Impact of acute and repeated stress on behavior

Studies have shown that exposure to both acute and repeated stress can promote long-lasting behavioral consequences that can be attributed to alterations in amygdalar and hippocampal output. Interestingly, despite having disparate effects on vSub-induced plasticity in the NAc, during the standard fear conditioning paradigms when passive fear responses are observed, acute and repeated stress have similar behavioral consequences. Indeed, previous restraint stress that reduces GABAergic function in the BLA and augments LTP of BLA targets also results in enhanced fear conditioning (Rodriguez Manzanares et al., 2005). Contextual fear learning is similarly enhanced following a single session of foot shock (Rau et al., 2009). One possibility is that sustained HPC and BLA activation underlies the association of novel contexts with previous aversive experiences, leading to a similar fearful response.
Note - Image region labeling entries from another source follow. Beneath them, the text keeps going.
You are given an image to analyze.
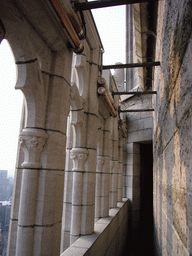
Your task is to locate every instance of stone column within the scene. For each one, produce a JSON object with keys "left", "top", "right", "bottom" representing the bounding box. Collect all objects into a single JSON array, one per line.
[
  {"left": 117, "top": 135, "right": 123, "bottom": 202},
  {"left": 33, "top": 49, "right": 72, "bottom": 256},
  {"left": 60, "top": 114, "right": 73, "bottom": 253},
  {"left": 110, "top": 117, "right": 119, "bottom": 208},
  {"left": 100, "top": 117, "right": 113, "bottom": 217},
  {"left": 16, "top": 128, "right": 48, "bottom": 256},
  {"left": 70, "top": 148, "right": 88, "bottom": 244},
  {"left": 95, "top": 156, "right": 105, "bottom": 222}
]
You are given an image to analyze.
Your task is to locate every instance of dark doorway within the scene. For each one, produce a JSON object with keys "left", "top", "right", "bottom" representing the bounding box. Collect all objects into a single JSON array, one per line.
[{"left": 140, "top": 143, "right": 153, "bottom": 256}]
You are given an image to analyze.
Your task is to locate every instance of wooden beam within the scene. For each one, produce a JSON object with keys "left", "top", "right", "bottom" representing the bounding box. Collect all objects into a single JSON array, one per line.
[
  {"left": 119, "top": 108, "right": 154, "bottom": 113},
  {"left": 74, "top": 0, "right": 154, "bottom": 11},
  {"left": 112, "top": 91, "right": 157, "bottom": 95},
  {"left": 102, "top": 61, "right": 160, "bottom": 70}
]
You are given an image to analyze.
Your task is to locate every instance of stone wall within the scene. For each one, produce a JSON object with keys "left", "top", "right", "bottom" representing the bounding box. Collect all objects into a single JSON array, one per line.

Alternatively, effectively reducing HPC and BLA-evoked responses in the NAc could facilitate a reduction in the expression of fear behaviors. Indeed, LFS of the HPC facilitates the extinction of conditioned fear (Cleren et al., 2013). Based on the data from the current study showing that after acute stress LFS is no longer able to reduce HPC-evoked activity in the NAc, persistent fear responses might ensue during extinction as a result of this heightened HPC-output. Consistent with this idea, it has been shown that exposure to acute stress can induce the reemergence of previously extinguished fear (Deschaux et al., 2013). Consequently, acute stress promotes the generation of new fear responses and rapid reactivation of previously learned fear responses. When the BLA and HPC circuits are activated repeatedly by stress, passive fear responses are enhanced to a similar degree after acute stress (Rodriguez Manzanares et al., 2005; Daviu et al., 2010; McGuire et al., 2010). In addition, repeated stress enhances both cued and contextual fear learning (Conrad et al., 1999; Atchley et al., 2012). It can be concluded that short duration, acute stressors, as well as repeated stressors can enhance learning during tasks with an emotional component. However, it is important to note that there are few studies that directly compare the impact of acute versus repeated stressors on performance.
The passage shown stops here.